Special Instructions: Samples should not be collected after exertion, in the presence of urinary tract infection, during acute illness, immediately after surgery, or after an acute fluid load.
Transport: Store urine at 2°C to 8°C after collection and ship the same day per packaging instructions provided with the Cleveland HeartLab shipping box.
Ambient (15-25°C): 2 days
Refrigerated (2-8°C): 7 days
Frozen (-20°C): 6 months
Deep Frozen (-70°C): 6 months
Causes for Rejection: Specimens other than unpreserved urine; improper labeling; samples not stored properly; samples older than stability limits
Methodology: Immunoturbidimetric Assay
Turn Around Time: 1 to 3 days
In the Framingham Heart Study, it was shown that healthy individuals (defined as non-hypertensive, non-diabetic, and without prevalent CVD) with elevated microalbumin levels had approximately 3x greater risk for developing cardiovascular disease. These levels were gender-specific and noted to be ≥3.9 mg/g cr for men and ≥7.5 mg/g cr for women (1). A persistent microalbumin of >30 mg/g cr indicates a loss in kidney function and is used in the diagnosis of chronic kidney disease (2). (References: 1-Arnlov et al. Circulation 2005; 112:969-975. 2-Fox et al. Nephrology 2013; 1:21.)

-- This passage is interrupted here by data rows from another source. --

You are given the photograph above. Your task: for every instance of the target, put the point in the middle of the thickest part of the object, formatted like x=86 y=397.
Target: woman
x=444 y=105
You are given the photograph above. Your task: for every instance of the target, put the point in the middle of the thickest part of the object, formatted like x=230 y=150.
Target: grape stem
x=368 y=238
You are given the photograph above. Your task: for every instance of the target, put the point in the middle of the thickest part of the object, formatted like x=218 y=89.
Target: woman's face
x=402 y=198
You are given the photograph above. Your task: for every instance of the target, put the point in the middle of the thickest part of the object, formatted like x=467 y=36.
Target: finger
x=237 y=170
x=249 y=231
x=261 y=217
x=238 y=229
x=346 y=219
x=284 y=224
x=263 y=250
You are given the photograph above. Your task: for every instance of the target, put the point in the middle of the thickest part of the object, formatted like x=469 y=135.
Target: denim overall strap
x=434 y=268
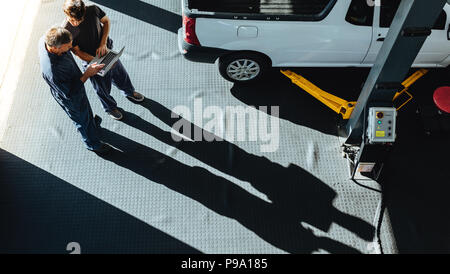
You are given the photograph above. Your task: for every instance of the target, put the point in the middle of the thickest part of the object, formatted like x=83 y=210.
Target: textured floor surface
x=155 y=195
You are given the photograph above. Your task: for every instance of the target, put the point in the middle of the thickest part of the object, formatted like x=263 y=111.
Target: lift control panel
x=381 y=125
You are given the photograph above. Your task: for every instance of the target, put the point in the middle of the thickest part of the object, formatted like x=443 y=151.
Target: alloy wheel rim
x=243 y=70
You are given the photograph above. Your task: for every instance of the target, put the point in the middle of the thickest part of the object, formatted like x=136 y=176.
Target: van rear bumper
x=198 y=53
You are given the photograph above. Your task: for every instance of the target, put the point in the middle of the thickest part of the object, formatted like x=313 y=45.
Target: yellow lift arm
x=339 y=105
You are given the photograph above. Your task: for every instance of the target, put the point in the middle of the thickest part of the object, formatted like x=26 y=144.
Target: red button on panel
x=441 y=98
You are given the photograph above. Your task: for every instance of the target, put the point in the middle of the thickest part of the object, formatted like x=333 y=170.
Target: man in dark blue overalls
x=90 y=27
x=67 y=84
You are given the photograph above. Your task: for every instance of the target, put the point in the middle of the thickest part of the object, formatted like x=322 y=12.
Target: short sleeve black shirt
x=88 y=34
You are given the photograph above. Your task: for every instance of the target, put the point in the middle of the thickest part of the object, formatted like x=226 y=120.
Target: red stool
x=441 y=98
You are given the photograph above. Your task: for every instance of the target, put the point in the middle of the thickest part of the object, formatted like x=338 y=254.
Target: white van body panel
x=331 y=42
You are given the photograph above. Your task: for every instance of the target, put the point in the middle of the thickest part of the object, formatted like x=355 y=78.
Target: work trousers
x=79 y=111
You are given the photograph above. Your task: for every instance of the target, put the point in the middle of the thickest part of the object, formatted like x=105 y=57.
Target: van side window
x=441 y=22
x=360 y=13
x=389 y=9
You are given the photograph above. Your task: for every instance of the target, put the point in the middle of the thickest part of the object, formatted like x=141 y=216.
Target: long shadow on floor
x=298 y=106
x=296 y=196
x=40 y=213
x=145 y=12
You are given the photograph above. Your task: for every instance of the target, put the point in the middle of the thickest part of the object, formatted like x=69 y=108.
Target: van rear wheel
x=243 y=67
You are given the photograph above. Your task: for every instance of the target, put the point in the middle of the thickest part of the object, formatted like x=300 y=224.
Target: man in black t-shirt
x=90 y=28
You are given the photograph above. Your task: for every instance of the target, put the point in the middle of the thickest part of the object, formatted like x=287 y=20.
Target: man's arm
x=81 y=54
x=102 y=49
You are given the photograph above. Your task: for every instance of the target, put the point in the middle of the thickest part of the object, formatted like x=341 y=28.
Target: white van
x=249 y=36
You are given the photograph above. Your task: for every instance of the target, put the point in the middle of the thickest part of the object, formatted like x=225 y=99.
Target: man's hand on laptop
x=91 y=70
x=102 y=50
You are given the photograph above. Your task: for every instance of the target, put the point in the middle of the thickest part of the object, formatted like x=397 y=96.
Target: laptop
x=108 y=59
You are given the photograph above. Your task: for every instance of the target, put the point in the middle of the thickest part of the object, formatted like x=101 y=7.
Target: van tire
x=243 y=67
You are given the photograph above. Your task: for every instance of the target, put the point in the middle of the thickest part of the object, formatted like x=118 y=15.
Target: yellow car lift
x=341 y=106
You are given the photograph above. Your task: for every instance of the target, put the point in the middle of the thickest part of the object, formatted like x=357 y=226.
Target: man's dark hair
x=75 y=9
x=57 y=36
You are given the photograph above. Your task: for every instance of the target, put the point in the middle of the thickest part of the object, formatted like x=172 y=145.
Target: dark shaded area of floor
x=40 y=213
x=145 y=12
x=277 y=222
x=298 y=106
x=416 y=179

Use: The urinary microalbumin/creatinine may be performed on individuals with type 1 or type 2 diabetes, hypertension, a family history of chronic kidney disease, those at intermediate (10-20%) risk for cardiovascular disease or those with known vascular disease.
The CPT codes provided are based on AMA guidelines and are for informational purposes only. CPT coding is the sole responsibility of the billing party. Please direct any questions regarding coding to the payer being billed.